RAOUL WHITFIELD “Mistral.” Short story. Anonymous (“Benn”). First published in Adventure, 15 December 1931. Reprinted in Ellery Queen’s Mystery Magazine, 22 April 1981, and in Hard-Boiled: An Anthology of American Crime Stories, edited by Bill Pronzini & Jack Adrian (Oxford University Press, 1995).

   The unnamed narrator of this short but very tough, hard-boiled tale is an European operative for an international detective agency based in Paris. After finishing one job in Genoa, he heads west along the Riviera coastline to Monte Carlo, Nice and Cannes. Along the way his path keeps crossing that of another man, one with a red and very visible scar on his neck. The man is almost certainly an American. He is unfamiliar with European customs, but he seems to have money, spending one night in a casino playing with thousand-franc chips.

   The narrator is intrigued, but is nonetheless surprised when a bulletin from his home office informs him that a client is on the lookout for him. Reporting in, he is told to back off, and that the client will handle things from that point on. Telling the man, whom he has taken something of a liking to, that his name is Benn, most probably not his real one, and what the score is, he then lets events take their own course from there.

   Telling the story tersely against a backdrop of a continually rising wing (a mistral), Whitfield keeps the tension rising right along with it, to an absolute knockout of an ending. Other than the Pronzini-Adrian anthology, this story may be hard to find, but it’s well worth the effort.



McMILLAN & WIFE “Murder by the Barrel.” NBC, 29 September 1971 (Season 1, Episode 2). Rock Hudson (Police Commissioner Stewart McMillan), Susan Saint James (Sally McMillan), John Schuck (Sgt. Charles Enright), Nancy Walker (Mildred). Guest Cast: Kenneth Mars, David Huddleston, Vito Scotti. Director: John Astin.

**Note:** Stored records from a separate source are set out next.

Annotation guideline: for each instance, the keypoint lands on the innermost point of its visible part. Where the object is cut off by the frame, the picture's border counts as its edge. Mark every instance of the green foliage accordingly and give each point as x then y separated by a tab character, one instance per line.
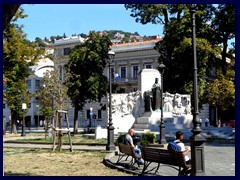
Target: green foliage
84	71
18	55
221	92
148	138
52	95
214	25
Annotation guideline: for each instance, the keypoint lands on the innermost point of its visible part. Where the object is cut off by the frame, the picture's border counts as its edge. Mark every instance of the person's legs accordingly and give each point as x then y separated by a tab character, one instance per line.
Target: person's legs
138	151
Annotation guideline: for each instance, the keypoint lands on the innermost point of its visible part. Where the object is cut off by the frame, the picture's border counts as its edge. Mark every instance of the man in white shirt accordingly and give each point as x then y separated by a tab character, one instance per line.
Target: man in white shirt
129	142
184	149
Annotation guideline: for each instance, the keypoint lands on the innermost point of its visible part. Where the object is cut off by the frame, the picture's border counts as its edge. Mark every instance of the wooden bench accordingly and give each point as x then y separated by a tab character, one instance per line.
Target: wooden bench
126	151
151	155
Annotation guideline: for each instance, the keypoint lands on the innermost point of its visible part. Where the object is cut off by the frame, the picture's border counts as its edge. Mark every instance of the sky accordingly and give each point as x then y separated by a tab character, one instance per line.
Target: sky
45	20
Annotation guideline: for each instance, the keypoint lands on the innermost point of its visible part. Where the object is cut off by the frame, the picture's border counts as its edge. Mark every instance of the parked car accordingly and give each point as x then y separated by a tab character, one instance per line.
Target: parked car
231	123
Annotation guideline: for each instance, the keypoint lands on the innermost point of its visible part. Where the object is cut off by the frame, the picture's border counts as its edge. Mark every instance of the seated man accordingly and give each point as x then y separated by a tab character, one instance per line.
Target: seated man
178	141
129	141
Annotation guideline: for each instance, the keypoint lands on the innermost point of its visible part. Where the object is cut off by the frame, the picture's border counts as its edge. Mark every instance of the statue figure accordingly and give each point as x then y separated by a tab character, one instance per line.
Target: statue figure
177	104
156	93
188	106
167	107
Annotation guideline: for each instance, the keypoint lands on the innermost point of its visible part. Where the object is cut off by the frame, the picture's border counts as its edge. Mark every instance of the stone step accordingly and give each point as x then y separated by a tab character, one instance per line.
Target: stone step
140	126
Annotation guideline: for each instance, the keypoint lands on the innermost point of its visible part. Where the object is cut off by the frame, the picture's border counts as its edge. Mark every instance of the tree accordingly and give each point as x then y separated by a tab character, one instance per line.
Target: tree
215	25
224	29
18	56
52	95
175	49
84	77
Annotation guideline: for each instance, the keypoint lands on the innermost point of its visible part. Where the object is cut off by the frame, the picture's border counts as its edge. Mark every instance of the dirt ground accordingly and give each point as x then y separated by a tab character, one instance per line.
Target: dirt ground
35	162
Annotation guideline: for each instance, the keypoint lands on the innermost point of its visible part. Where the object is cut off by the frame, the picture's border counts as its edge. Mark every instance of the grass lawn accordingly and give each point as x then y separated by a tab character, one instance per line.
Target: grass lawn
41	162
75	139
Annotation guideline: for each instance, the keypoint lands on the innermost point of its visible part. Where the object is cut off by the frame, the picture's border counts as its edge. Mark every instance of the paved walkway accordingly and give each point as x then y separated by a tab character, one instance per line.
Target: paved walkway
219	158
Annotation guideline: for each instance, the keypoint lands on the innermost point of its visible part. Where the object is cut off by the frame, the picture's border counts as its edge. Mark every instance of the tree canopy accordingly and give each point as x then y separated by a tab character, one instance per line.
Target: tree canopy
214	26
84	71
18	56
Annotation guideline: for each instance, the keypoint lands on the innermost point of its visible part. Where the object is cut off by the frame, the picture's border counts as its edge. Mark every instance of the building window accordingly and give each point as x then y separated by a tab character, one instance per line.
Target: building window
135	71
37	83
66	51
148	66
99	114
112	72
29	83
123	72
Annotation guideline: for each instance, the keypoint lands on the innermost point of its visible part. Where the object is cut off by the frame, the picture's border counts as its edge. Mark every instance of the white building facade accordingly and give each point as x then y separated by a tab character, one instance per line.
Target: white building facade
33	82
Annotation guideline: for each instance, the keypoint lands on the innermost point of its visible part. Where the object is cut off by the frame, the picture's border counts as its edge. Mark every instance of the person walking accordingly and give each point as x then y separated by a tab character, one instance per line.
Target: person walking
184	149
206	122
129	142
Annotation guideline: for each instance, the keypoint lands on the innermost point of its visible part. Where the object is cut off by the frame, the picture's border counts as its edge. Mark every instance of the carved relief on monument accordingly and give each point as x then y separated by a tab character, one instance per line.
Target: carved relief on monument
125	104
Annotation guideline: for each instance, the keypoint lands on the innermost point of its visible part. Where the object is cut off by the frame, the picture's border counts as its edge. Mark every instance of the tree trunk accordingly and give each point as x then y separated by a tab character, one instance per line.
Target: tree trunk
14	126
224	54
76	109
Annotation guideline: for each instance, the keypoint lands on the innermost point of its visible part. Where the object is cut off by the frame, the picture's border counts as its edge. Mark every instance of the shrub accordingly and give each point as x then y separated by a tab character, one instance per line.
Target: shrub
148	138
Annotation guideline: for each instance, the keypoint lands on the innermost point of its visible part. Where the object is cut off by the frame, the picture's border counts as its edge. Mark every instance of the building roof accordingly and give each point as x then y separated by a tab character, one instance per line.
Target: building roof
43	65
150	44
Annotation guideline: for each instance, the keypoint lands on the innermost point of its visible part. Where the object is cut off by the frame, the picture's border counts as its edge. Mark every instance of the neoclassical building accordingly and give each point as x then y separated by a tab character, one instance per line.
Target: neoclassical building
43	65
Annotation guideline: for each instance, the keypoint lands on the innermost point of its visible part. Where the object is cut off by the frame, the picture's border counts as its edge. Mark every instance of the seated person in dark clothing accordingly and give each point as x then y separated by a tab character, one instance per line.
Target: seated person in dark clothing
129	141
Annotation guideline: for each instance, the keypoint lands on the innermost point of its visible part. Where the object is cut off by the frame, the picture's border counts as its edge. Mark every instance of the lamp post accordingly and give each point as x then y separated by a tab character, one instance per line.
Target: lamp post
162	139
37	106
24	106
110	129
196	140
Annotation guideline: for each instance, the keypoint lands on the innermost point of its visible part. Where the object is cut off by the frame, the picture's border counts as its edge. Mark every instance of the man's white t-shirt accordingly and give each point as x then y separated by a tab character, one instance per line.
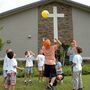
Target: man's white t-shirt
12	63
6	63
41	59
78	61
29	60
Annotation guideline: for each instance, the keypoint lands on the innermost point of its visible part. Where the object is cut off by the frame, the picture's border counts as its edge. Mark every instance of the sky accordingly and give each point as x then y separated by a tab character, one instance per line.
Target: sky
6	5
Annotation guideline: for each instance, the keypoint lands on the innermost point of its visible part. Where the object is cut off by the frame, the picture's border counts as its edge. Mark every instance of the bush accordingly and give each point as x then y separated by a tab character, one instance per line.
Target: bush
66	69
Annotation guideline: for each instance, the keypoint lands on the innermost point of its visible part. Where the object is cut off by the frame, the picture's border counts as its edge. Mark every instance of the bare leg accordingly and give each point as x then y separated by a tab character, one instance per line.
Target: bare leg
13	87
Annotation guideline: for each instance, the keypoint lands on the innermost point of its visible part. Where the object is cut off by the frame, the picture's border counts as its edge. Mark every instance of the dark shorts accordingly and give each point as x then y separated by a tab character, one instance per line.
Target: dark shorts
50	71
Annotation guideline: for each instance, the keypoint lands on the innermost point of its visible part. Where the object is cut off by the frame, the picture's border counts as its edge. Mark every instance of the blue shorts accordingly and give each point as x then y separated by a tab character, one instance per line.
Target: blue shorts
28	70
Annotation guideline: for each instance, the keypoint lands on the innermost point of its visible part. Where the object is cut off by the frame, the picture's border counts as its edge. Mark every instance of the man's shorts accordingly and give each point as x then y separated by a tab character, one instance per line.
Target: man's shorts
40	68
50	71
28	70
11	78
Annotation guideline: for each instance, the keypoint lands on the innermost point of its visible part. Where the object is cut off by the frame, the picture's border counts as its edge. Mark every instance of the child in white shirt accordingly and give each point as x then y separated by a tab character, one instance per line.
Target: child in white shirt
77	70
41	59
29	57
5	67
12	70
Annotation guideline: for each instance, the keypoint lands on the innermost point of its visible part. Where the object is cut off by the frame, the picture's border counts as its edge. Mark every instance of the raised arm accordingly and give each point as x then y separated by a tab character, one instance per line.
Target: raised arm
58	42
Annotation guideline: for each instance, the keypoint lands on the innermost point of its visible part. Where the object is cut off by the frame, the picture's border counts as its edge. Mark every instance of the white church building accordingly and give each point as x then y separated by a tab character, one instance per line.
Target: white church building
23	28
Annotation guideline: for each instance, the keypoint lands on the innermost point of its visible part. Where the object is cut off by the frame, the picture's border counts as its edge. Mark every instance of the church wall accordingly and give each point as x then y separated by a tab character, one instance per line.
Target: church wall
81	30
17	29
65	29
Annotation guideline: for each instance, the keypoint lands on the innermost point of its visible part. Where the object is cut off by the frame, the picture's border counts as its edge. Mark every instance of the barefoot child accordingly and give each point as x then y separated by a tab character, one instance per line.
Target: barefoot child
12	70
77	70
29	57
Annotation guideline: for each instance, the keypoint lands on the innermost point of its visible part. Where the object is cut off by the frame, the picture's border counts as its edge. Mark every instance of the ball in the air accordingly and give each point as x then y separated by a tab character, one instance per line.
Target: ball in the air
45	14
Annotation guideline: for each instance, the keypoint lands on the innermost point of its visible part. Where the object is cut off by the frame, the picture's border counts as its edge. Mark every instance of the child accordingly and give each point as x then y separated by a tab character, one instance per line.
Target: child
50	61
29	56
59	73
5	67
77	70
12	70
72	51
41	59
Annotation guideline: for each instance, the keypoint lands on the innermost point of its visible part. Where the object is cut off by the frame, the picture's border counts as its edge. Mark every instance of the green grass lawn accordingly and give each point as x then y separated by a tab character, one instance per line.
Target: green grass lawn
36	85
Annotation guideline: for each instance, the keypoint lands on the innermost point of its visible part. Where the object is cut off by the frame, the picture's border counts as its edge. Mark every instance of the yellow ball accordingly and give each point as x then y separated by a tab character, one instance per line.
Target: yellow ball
45	14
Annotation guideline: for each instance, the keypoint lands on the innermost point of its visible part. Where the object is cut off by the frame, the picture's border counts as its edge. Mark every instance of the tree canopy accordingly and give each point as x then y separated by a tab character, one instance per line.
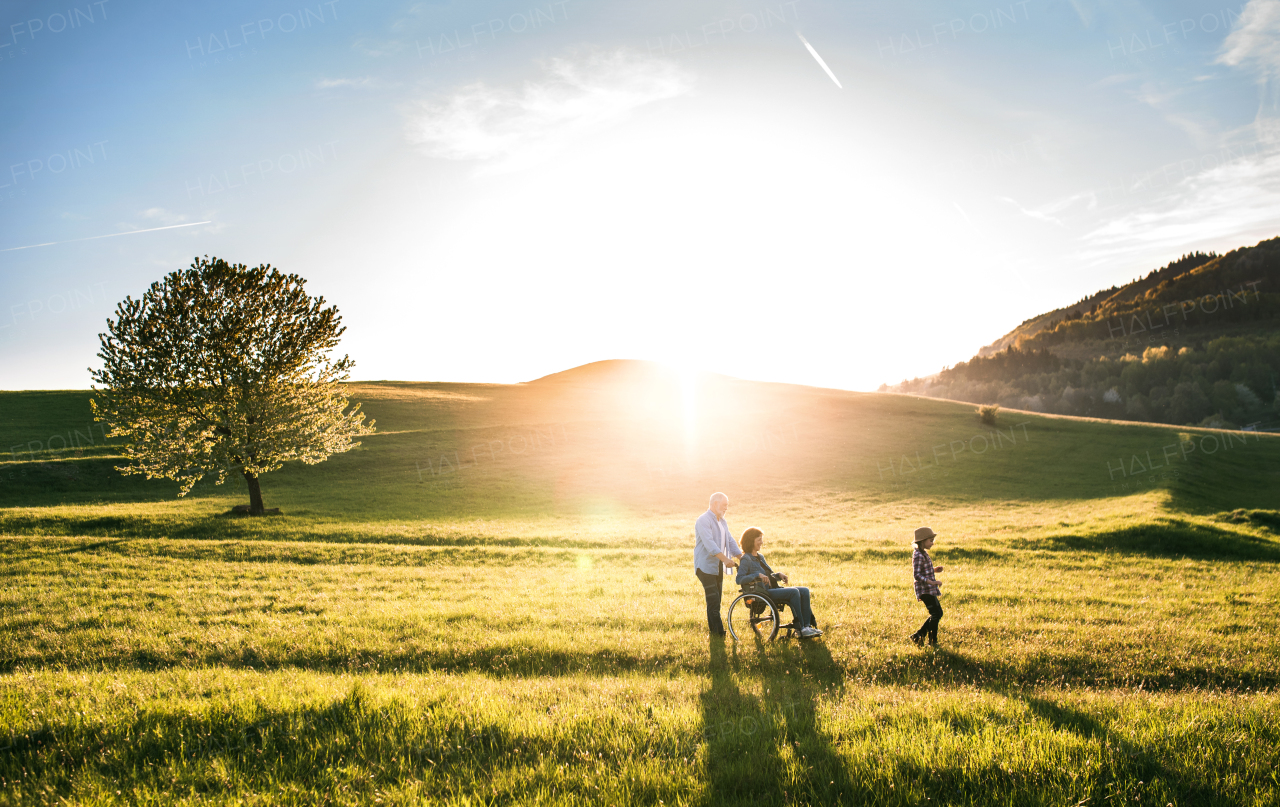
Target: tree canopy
222	369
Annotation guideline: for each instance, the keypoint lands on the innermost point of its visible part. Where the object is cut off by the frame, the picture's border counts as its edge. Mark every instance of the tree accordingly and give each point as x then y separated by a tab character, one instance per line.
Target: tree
220	368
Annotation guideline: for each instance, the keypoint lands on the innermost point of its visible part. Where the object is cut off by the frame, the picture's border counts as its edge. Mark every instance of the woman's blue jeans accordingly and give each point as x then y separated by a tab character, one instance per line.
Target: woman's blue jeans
798	600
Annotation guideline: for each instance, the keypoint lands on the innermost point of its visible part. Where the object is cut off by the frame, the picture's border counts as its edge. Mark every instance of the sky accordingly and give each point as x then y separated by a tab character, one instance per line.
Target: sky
839	194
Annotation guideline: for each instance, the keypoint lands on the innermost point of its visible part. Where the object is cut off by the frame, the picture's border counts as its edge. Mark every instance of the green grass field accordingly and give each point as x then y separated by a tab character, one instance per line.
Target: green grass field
492	601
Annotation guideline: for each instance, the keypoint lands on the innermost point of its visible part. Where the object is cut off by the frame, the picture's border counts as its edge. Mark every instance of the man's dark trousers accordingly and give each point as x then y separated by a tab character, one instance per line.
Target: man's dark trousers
713	586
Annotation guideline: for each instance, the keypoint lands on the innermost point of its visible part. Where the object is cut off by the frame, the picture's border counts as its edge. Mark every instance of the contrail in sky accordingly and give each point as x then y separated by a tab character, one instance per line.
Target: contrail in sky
819	59
31	246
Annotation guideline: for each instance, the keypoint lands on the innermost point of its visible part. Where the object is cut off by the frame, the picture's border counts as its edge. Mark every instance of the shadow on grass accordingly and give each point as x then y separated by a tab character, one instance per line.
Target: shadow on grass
1165	538
760	723
280	529
1129	761
919	668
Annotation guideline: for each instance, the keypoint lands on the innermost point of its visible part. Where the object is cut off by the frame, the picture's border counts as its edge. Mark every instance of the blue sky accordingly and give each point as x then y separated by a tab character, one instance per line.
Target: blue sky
496	191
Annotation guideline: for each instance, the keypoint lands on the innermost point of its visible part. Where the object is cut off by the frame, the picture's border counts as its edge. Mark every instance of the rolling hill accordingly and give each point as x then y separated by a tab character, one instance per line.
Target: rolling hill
636	437
492	600
1194	342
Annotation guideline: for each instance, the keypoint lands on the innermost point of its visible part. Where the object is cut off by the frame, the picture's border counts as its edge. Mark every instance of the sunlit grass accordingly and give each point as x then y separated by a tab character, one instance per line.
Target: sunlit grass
529	628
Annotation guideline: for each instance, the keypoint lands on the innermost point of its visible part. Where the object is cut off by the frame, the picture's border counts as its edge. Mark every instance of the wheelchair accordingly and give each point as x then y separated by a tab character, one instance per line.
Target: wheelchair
755	615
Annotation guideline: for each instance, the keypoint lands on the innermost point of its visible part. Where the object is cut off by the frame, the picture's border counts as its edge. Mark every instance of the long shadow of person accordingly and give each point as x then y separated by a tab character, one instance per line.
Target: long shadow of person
766	742
739	729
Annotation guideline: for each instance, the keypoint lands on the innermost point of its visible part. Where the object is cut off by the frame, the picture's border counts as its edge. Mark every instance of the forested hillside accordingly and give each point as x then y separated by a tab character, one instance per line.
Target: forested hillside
1194	342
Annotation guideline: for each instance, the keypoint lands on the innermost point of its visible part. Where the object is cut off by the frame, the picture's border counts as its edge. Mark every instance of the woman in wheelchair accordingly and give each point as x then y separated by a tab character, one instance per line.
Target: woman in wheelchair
754	570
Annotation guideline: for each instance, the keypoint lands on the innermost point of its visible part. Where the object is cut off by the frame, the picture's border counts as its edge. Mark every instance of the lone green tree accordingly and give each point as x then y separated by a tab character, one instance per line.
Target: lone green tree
224	369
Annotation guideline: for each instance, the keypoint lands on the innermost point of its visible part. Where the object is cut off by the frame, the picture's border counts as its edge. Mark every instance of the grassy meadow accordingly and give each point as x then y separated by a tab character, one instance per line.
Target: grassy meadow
492	601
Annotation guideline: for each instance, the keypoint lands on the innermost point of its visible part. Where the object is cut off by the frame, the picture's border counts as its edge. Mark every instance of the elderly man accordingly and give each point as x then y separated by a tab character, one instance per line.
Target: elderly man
714	548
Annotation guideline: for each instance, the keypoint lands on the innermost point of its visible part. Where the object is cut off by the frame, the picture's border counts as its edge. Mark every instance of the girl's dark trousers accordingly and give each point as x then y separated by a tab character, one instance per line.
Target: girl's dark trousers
931	625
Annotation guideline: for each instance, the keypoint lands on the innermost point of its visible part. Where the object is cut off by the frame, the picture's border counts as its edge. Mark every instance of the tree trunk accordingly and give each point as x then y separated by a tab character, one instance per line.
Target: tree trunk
255	495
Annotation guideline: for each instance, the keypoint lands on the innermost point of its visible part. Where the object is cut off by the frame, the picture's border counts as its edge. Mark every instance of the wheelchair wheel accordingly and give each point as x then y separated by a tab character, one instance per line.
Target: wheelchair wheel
753	618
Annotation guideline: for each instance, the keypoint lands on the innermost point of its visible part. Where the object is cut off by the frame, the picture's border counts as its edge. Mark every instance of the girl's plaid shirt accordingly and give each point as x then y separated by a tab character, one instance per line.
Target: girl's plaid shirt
924	580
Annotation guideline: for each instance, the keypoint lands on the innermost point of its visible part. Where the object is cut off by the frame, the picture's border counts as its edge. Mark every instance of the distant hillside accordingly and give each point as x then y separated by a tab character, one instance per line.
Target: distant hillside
1196	342
612	438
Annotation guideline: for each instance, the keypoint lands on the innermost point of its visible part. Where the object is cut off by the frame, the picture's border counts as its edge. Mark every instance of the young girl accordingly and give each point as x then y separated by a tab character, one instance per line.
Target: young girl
927	587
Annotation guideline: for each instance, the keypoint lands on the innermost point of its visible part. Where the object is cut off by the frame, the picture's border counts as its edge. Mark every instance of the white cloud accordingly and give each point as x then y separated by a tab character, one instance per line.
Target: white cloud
1047	213
1256	45
510	130
1256	41
1233	203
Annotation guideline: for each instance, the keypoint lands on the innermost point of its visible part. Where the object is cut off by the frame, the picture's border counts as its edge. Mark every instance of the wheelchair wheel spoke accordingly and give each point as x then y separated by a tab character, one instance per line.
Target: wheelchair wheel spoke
753	618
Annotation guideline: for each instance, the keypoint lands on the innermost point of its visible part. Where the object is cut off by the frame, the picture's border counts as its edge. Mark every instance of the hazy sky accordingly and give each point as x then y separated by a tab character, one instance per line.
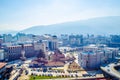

   According to Wikipedia, this second episode of the series was preceded by the pilot “Once Upon a Dead Man” on 17 September 1971, while IMDb calls this the first episode. (The pilot they call episode 0.) The pilot was two hours long; the episodes of the series itself varied between 90 minutes or two hours long; this one runs 90 minutes, including commercials. I’m not sure how long it lasted as part of NBC’s Mystery Movie wheel series, but at least at the beginning, it ran in rotation with Columbo and McCloud.

   “Murder by the Barrel” begins with the McMillans moving into their new home, but with Mac having left for the office, Sally finds a body in one of the barrels, one that her grandmother’s best china is supposed to be in. Of course, when Mac and Sgt. Enright get there, the body is gone. What follows is a hearty mixture of laugh-out-loud comedy and detective work that’s at least adequate, split about fifty-fifty.

   There are a lot of suspects – everyone that the three leads comes across is somehow connected with the case, which of course begins with the moving company as the focus of all their attention. Even though Rock Hudson had the bigger name at the time, I think that the more than outgoing Susan Saint James is the real star of the show – a throwback to days of Nora Charles and Pam North and lots of other female halves of many many other detective duos, each in their own distinctive way, of course.

   Wordplay is a strong key to the comedy. A full minute is spent, for example, with the three of them in a police car riffing on the difference between shipping barrels and storage barrels: You can ship in a shipping barrel and store in a storage barrel, and you can store in a shipping barrel, but you can’t ship in a storage barrel.

   Well, I thought it was funny.

   It is no wonder that the series was on for six years. The last season was a dud, though. Because of a salary dispute with Susan Saint James, Sally McMillan was killed off, and the show tried to go on without her, emphasis on the word “tried.”